In 1933, Mohandas K. Gandhi wrote this about his strategy of nonviolent activism, which he called the law of love: "The law will work just like the law of gravitation will work, whether we accept it or not."
I think he was right. History, from ancient China and the early Christians all the way up to the dismantling of the Soviet Union and the end of apartheid in South Africa, shows that it does work. You would think that after Gandhi's uprising in India, and after the civil rights movement in a violent and hateful American South, no one would ever again doubt that fact. And yet, even today, the most common response to nonviolence, as though it has never been tried, is, "Nice idea, but will it work?"
These days, in fact, a lot of people, including some biologists, have been leaning toward a scientific explanation for why violence refuses to go away. Their argument is that human beings have a natural predilection for aggression, war and bloodshed, and that nonviolence, appealing as it may be, is completely contrary to our nature.
In biology, a field in which there is little agreement about anything, there is a growing opinion that "group conflict" has been a determining factor in the evolutionary development of numerous species, including us. Biologists prefer the term "group conflict" -- one group fighting with another -- to "warfare" because some of the geopolitical calculations of warfare are beyond what they would call natural. But still, there is a growing belief that we feel threatened instinctively and that it is in our nature to act aggressively toward other groups.
Edward O. Wilson, a leading Harvard biologist, goes even a little further, suggesting that human beings developed some of their most admirable traits -- such as courage and self-sacrifice and possibly even intelligence -- from warfare. This idea (first suggested by Charles Darwin in 1871 in "The Descent of Man") has never been widely accepted. Wilson predicts that it will catch on.

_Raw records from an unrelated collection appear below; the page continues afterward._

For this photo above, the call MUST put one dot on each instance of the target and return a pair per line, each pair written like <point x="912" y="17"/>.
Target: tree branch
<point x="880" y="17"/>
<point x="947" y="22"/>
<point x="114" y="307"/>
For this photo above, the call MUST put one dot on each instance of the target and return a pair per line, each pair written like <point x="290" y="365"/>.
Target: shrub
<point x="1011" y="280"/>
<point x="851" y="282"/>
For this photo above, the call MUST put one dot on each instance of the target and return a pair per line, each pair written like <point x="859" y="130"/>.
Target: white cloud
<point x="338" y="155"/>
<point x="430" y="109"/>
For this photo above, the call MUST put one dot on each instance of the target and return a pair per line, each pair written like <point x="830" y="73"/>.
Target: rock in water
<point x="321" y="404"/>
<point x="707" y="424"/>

"I'm sorry to say," Wilson told me in his Harvard office, "that it would appear entirely possible that not only is group conflict -- and all that goes with it that can flare up into violence -- natural, but that we're hard-wired for it."

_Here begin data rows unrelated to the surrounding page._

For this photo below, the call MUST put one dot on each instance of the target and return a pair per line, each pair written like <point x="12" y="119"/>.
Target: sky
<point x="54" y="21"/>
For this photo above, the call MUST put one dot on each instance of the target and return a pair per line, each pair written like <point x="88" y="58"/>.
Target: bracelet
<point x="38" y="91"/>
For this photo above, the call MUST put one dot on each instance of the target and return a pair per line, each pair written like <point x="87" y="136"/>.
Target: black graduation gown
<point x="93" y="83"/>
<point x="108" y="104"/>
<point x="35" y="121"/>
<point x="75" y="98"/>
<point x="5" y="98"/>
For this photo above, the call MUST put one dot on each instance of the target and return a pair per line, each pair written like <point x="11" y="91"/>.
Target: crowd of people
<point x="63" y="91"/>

Wilson, an entomologist specializing in ants, rejects the view that the institutional self-slaughter we call warfare is unique to the human species. "Ants are the most violent creatures on Earth," Wilson said. "They're always at war. If you want to see an ant war, take a colony, pick it up and move it next to another colony, and pretty soon you'll see a full-scale war. I like to say if ants had nuclear weapons, the world would end in a week."